I hope you are resting in heaven

I wrote this email to a woman who posted her story about her journey with breast cancer. It was particularly tragic, because they had first found a lump when she was 35, but the mammogram and ultrasound came back saying it was ‘benign’. She said she knew there was something more to it, and was dismissed.

‘Oh, if they had only done a fine need aspiration…’

Two years later the cancer was ravaging through her body, then after many struggles and being declared ‘cancer free’, of course then the cancer came roaring back again a few years after that…

And in these in between periods of chaos, she kept telling the doctors something was wrong…she felt something was horribly wrong…

And was dismissed.

I feel that pain…I don’t know the pain of cancer (which sounds like the worst kind of pain imaginable), but I do know what it is like to be dismissed when your gut is telling you something is seriously wrong…and by being dismissed, things get much much worse…

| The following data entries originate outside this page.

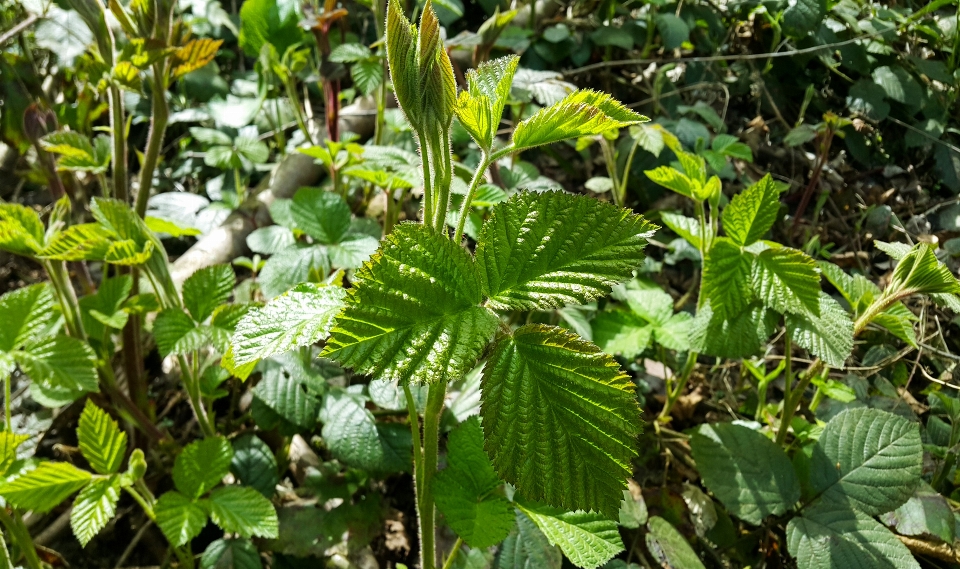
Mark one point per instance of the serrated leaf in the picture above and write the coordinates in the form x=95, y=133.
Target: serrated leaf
x=833, y=536
x=28, y=314
x=465, y=490
x=828, y=336
x=243, y=511
x=179, y=518
x=751, y=213
x=571, y=443
x=94, y=507
x=435, y=331
x=587, y=539
x=102, y=442
x=206, y=289
x=540, y=251
x=201, y=465
x=726, y=278
x=786, y=280
x=745, y=470
x=869, y=458
x=44, y=487
x=298, y=318
x=582, y=113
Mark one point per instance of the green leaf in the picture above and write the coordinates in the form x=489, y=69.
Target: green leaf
x=465, y=491
x=587, y=539
x=435, y=331
x=254, y=464
x=243, y=511
x=745, y=470
x=751, y=213
x=231, y=554
x=177, y=333
x=726, y=278
x=28, y=315
x=786, y=280
x=102, y=442
x=527, y=548
x=94, y=507
x=44, y=487
x=582, y=113
x=321, y=214
x=298, y=318
x=869, y=458
x=179, y=518
x=828, y=336
x=577, y=403
x=832, y=536
x=669, y=547
x=206, y=289
x=201, y=465
x=540, y=251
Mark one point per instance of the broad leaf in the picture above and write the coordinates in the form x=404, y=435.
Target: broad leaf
x=833, y=536
x=434, y=331
x=44, y=487
x=201, y=465
x=179, y=518
x=243, y=511
x=745, y=470
x=587, y=539
x=102, y=442
x=570, y=444
x=540, y=251
x=869, y=458
x=94, y=507
x=751, y=213
x=465, y=491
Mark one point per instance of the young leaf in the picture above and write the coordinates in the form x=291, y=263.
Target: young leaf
x=102, y=442
x=243, y=511
x=587, y=539
x=179, y=518
x=94, y=507
x=745, y=470
x=206, y=289
x=786, y=280
x=582, y=113
x=832, y=536
x=541, y=251
x=868, y=458
x=44, y=487
x=434, y=331
x=577, y=403
x=752, y=212
x=465, y=491
x=201, y=465
x=828, y=336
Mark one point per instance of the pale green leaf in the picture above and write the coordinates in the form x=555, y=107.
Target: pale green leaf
x=752, y=212
x=102, y=442
x=540, y=251
x=94, y=507
x=587, y=539
x=572, y=441
x=465, y=491
x=828, y=336
x=745, y=470
x=869, y=458
x=44, y=487
x=179, y=518
x=298, y=318
x=434, y=331
x=243, y=511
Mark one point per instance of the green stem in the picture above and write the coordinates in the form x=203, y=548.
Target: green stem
x=21, y=537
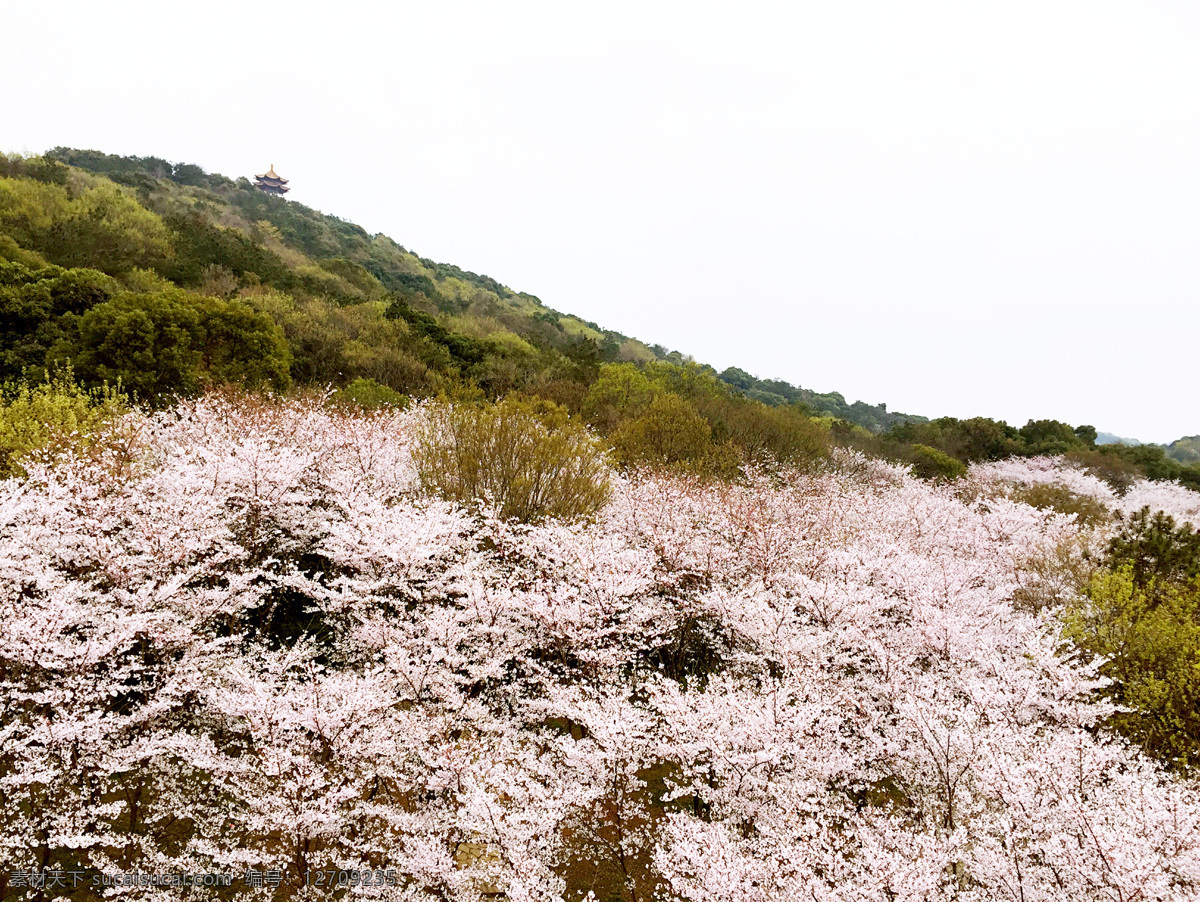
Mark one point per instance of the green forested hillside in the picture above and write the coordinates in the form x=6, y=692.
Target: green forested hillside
x=163, y=278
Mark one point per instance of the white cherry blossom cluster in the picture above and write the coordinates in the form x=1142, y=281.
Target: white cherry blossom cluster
x=252, y=644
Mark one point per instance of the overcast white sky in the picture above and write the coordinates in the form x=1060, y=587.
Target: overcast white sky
x=954, y=208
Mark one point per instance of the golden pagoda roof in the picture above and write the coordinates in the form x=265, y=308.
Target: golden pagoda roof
x=270, y=174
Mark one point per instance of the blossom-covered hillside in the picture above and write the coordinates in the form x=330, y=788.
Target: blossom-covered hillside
x=235, y=637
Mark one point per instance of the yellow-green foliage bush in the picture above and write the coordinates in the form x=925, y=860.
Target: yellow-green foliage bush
x=370, y=395
x=52, y=418
x=95, y=224
x=930, y=463
x=527, y=457
x=1151, y=638
x=670, y=432
x=1059, y=498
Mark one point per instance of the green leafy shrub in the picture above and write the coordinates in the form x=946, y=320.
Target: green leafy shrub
x=1151, y=637
x=162, y=343
x=52, y=418
x=1059, y=498
x=370, y=395
x=1143, y=614
x=670, y=432
x=527, y=457
x=930, y=463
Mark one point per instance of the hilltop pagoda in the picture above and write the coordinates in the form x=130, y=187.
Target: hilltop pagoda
x=271, y=184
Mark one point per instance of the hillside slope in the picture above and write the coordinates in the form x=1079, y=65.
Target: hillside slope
x=312, y=253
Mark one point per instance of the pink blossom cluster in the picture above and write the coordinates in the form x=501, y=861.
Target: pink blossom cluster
x=1181, y=503
x=253, y=644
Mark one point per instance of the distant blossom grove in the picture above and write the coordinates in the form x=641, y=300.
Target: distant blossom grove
x=239, y=638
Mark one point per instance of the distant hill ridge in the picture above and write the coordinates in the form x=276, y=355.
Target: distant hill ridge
x=328, y=240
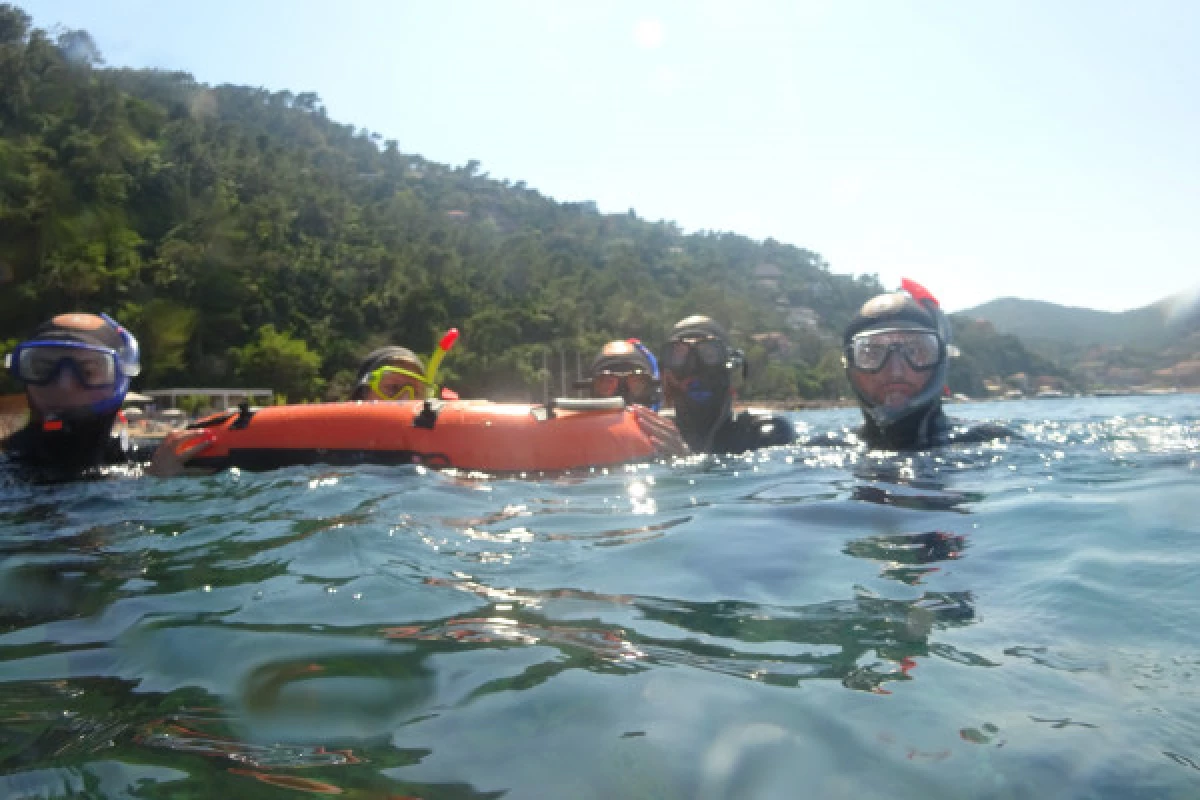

It’s not that physicians are necessarily bad–Part of it is just the limitations of ‘modern’ medicine…when your blood work comes back normal, and your imaging studies come back normal, western medicine teaches — encourages and rewards — physicians to say ‘you’re fine’ — ‘the evidence says there’s nothing wrong’.

Evidence? What about the patient whose speaking. The one who came to you with a problem in the first place.

I think medicine will only get better when we start to take a step back, and admit ‘we don’t have the answers to many things’, and ‘maybe patients just feel things and we don’t yet understand why’.

In some future century, they’ll figure out there’s a ‘something wrong’ signal, because we all have one…they just have no idea how to measure it or quantify it right now, but that doesn’t mean it isn’t real.

So I wrote this woman an email, which was posted at the end of her blog post…I know she’s long past, but I wanted to write her, and thank her, for taking the time to share a heartbreaking story that began with a ‘benign’ ultrasound and a ‘benign’ xray, when she knew it was more than that.

Some say the spirits can communicate through electronics, and I hope they can.

Thank you Kirsti.

Begin forwarded message:

From: teddyleigh <teddyleigh>
Date: February 29, 2016 at 9:03:28 PM PST
To: mail
Subject: I hope you are resting in heaven

Thank you very much for taking the time to share your story about your fight with breast cancer. Your grace and dignity under so much pain and pressure is very inspiring. You remind us that we should all trust our instincts about our bodies, no matter what the ‘experts’ say…as medicine is just as much art as it is science, we must all listen to our inner voice…

I admire the way you persevered–you never gave up, on life, on love, fighting the best fight you could for as long as you could until it was simply not possible.

I wish you all the best in the afterlife, and please know we here on earth remember your struggles and remember your heart ache.